Bible smiled. But I could see there was something else on his mind. His face wouldn’t capture the smile; his whole visage seemed to struggle against some interior strife. We stood there silently for a long time, listening to clatter begin to die down inside the building. Then I said, “Is there something you’re not telling me about Leslie?”
“Of course not.”
I let my cigarette drop to the ground and stepped on it. “Well we should be getting back in.”
“Young man,” he said. “Did you know this was my last year?”
“You’re quitting?”
“I’m retiring at the end of the year.”
“No, I didn’t know that.”
He looked at the ground, then shook his head. “I’m finished here.”
“Finished?”
“I’m going to try to make it through the year, but I may not.”
What he wasn’t saying caused something cold to leak into my heart. “What?” I said. “Tell me.”
“Don’t say anything about this, to anyone—especially not Doreen or Mrs. Creighton or any of the students.”
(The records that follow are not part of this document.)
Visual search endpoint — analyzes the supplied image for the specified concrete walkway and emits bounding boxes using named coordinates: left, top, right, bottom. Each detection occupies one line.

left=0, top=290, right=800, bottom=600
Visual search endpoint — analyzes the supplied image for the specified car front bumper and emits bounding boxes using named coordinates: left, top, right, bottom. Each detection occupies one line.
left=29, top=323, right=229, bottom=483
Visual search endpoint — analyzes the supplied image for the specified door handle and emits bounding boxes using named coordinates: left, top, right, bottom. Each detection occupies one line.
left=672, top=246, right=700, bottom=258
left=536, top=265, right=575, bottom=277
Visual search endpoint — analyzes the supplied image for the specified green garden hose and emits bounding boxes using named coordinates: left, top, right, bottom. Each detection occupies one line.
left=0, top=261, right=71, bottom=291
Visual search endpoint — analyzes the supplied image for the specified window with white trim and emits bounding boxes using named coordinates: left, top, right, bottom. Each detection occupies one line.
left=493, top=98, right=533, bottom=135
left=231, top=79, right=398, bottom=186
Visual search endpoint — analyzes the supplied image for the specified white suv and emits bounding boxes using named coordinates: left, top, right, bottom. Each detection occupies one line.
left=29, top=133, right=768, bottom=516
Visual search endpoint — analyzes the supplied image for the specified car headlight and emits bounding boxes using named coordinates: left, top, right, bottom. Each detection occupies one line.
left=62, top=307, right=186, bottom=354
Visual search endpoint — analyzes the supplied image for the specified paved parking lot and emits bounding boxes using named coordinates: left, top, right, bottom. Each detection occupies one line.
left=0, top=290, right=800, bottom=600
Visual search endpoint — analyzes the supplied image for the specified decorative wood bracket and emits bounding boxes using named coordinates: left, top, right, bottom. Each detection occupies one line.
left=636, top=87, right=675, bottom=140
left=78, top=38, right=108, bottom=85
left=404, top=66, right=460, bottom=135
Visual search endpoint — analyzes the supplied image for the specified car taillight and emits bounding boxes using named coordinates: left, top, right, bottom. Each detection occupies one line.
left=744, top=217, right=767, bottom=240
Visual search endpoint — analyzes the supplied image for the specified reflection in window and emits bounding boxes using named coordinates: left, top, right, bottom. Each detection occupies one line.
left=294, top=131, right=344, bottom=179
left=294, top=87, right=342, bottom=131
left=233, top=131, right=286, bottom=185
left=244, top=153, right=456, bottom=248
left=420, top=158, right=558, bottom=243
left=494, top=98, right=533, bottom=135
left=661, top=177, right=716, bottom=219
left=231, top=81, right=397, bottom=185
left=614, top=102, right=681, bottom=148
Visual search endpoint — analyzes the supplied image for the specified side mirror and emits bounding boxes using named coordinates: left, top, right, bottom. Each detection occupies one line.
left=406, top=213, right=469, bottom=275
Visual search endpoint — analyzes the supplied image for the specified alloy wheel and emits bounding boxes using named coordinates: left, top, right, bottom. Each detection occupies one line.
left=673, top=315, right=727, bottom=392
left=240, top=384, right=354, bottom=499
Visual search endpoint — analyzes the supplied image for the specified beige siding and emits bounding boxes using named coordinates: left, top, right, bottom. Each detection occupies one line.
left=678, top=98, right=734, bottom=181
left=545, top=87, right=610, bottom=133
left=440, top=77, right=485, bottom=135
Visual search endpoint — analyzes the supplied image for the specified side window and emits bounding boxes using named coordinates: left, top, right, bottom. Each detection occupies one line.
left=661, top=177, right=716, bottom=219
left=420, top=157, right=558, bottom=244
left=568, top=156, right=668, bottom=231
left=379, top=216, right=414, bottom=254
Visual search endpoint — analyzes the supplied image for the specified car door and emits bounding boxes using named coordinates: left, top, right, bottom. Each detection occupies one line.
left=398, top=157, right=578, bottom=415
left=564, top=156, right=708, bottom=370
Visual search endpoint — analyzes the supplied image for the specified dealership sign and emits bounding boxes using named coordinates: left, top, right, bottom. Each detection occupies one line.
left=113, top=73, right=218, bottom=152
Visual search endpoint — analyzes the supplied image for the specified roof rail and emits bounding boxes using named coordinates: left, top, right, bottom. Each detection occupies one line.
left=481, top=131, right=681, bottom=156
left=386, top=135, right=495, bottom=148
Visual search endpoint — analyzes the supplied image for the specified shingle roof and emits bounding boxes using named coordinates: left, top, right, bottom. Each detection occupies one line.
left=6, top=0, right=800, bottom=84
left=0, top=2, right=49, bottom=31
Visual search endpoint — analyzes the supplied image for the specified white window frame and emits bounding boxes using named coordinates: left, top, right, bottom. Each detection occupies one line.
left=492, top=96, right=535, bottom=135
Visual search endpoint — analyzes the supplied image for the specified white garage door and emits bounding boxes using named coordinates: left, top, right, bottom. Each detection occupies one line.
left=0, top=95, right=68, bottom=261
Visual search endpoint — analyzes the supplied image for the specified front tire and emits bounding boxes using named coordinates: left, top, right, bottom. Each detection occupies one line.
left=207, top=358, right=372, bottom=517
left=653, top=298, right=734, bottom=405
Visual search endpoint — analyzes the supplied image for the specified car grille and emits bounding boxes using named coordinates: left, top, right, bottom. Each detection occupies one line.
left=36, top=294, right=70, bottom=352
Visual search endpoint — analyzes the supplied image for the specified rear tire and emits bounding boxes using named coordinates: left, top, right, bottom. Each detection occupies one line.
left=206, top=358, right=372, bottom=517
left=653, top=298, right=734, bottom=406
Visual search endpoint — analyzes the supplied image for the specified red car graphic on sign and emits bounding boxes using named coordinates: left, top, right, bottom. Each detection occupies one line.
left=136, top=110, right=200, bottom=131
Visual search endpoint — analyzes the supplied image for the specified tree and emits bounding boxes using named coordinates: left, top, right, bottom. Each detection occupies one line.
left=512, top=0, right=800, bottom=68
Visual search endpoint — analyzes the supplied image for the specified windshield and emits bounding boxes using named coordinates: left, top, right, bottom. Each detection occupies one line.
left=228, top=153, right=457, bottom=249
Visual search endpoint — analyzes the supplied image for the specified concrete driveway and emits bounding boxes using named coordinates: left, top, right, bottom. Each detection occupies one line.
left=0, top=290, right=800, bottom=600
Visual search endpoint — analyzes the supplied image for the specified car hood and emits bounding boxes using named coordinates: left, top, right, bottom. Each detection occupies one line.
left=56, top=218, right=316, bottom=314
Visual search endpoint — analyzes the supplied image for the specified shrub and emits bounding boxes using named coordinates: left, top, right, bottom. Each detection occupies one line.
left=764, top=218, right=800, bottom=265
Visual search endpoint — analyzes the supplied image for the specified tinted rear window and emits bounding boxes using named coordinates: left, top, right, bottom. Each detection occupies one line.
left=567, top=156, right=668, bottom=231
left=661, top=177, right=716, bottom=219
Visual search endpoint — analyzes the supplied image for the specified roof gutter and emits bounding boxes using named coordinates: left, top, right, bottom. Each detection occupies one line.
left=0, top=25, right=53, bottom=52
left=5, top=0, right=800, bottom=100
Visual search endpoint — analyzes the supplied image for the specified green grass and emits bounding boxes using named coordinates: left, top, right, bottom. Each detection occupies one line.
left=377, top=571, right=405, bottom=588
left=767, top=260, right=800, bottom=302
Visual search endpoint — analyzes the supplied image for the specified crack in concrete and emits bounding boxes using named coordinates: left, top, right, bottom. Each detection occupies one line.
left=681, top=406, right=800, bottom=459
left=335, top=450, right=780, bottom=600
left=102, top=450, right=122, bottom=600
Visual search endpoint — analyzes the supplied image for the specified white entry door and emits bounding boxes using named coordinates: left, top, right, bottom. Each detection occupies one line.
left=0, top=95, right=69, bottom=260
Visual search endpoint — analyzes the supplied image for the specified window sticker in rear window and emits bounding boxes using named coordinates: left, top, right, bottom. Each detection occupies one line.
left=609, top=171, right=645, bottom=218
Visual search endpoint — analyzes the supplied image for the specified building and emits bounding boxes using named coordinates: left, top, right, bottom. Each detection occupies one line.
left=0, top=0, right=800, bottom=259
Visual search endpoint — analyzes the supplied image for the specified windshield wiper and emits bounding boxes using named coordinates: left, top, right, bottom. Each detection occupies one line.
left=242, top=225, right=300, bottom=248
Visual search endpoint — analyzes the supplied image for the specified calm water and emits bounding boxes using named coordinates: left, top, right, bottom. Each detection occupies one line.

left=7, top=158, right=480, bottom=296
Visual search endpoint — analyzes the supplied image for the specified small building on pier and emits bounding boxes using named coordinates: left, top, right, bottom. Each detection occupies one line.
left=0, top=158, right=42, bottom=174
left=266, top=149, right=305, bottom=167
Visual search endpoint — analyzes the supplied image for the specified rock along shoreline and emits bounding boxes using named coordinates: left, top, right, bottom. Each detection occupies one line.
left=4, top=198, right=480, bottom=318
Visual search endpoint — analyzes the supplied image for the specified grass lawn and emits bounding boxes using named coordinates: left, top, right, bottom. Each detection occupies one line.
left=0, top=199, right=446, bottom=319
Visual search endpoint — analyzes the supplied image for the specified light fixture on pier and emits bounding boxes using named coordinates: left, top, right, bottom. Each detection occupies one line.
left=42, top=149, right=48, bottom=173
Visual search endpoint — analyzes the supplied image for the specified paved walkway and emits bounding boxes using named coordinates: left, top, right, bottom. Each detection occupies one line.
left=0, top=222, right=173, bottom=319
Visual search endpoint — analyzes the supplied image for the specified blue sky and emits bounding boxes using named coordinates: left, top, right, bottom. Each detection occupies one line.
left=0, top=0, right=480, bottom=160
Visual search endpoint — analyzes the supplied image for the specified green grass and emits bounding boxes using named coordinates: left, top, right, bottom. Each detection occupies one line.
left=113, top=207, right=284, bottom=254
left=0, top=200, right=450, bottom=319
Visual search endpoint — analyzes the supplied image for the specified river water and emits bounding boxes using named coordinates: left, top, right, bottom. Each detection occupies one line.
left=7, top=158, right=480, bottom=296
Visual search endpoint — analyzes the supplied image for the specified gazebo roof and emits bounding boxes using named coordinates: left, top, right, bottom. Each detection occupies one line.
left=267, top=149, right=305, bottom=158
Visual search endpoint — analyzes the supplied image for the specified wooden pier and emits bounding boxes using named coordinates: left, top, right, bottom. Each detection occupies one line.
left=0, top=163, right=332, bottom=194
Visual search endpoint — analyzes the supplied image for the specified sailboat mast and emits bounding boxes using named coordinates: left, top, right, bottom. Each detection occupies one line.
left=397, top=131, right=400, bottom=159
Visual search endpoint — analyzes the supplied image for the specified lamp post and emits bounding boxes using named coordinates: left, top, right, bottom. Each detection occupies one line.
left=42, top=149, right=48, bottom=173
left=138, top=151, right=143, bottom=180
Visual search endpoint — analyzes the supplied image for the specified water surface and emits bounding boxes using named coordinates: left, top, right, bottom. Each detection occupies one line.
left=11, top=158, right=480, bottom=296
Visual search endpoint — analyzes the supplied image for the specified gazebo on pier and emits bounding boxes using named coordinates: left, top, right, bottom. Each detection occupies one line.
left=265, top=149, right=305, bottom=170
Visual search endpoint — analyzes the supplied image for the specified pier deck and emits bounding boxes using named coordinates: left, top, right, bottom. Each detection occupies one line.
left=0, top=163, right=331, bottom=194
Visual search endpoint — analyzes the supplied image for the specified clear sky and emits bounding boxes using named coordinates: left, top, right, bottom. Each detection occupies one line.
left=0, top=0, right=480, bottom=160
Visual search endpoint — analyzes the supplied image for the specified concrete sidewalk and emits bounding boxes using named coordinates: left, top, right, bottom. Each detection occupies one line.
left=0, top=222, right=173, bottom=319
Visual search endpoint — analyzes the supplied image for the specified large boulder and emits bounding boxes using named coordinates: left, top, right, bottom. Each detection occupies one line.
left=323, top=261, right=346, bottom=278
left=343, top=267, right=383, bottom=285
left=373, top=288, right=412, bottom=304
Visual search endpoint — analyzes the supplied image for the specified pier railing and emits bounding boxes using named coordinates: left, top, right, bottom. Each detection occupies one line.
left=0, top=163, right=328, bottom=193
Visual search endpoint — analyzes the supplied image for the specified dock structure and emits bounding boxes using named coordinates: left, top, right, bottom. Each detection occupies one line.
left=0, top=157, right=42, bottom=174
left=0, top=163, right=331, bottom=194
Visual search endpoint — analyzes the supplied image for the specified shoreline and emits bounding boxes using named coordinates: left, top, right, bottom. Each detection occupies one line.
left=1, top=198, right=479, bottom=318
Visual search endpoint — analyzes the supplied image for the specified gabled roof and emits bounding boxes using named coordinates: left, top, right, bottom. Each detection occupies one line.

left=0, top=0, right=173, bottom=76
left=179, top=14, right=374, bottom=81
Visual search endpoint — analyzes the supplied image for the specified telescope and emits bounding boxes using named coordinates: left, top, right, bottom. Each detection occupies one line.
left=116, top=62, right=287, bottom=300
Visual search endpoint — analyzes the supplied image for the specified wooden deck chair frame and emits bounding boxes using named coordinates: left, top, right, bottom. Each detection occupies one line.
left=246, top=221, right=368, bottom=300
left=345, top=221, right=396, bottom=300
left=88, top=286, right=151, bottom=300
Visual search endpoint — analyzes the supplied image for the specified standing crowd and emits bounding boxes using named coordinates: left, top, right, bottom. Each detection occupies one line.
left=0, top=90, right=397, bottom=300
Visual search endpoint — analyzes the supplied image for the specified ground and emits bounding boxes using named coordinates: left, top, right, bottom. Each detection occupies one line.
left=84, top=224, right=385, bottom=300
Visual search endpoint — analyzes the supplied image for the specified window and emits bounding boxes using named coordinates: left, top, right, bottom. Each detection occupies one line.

“I won’t. What’s happened?”
“I have an infection in my foot. I wouldn’t even have noticed it, but the whole nail turned black and it started to bleed in my sock. I was afraid it was melanoma.” I’m sure the shock on my face registered, but he almost smiled at me. Then he said, “It wasn’t. It wasn’t melanoma, but it was—well, I’m diabetic.”
“They have treatment for that,” I said. “You just …”
“I know. I’ve been on insulin since I was seven years old.”
“Oh.”
“They wanted to remove my big toe over the Thanksgiving break.”
“Jesus Christ.”
“I told them no. I’d have to be in the hospital for weeks. I can’t afford that.”
“I thought you just had to take the insulin, and …” I had not noticed him limping or favoring his foot in any way. Except for his emblazoned, almost crimson cheeks, he looked completely normal to me. “So what are you going to do? Just let it kill you?”
“Antibiotics might help, but with diabetes, you never know. So I just have to treat the infection the best I can. Keep taking my insulin, of course.”
“And what if that doesn’t work?”
“Well, that’s what I’m worried about. The doctor said I could get sepsis—blood poisoning, and that it would either cause me to lose my leg or even kill me.”
“Jesus Christ,” I said. “Let them have the toe.”
“I can’t.”
“Why?”
His eyes were unwavering and steady. “This will probably be my last year of teaching. I don’t want to ruin it with something like this. The doctor said it could take weeks.”
“But if the alternative is …” I didn’t say it.
“The doctor was willing to let me try this—he said it was a bit risky, but if I wanted to try it for a few weeks, I could have until after Christmas to think about it. As long as I keep soaking the toe in antiseptic wash and taking my meds.”
“Are you doing that?”
“Of course. He told me he’s already scheduled the surgery for the first week in January.”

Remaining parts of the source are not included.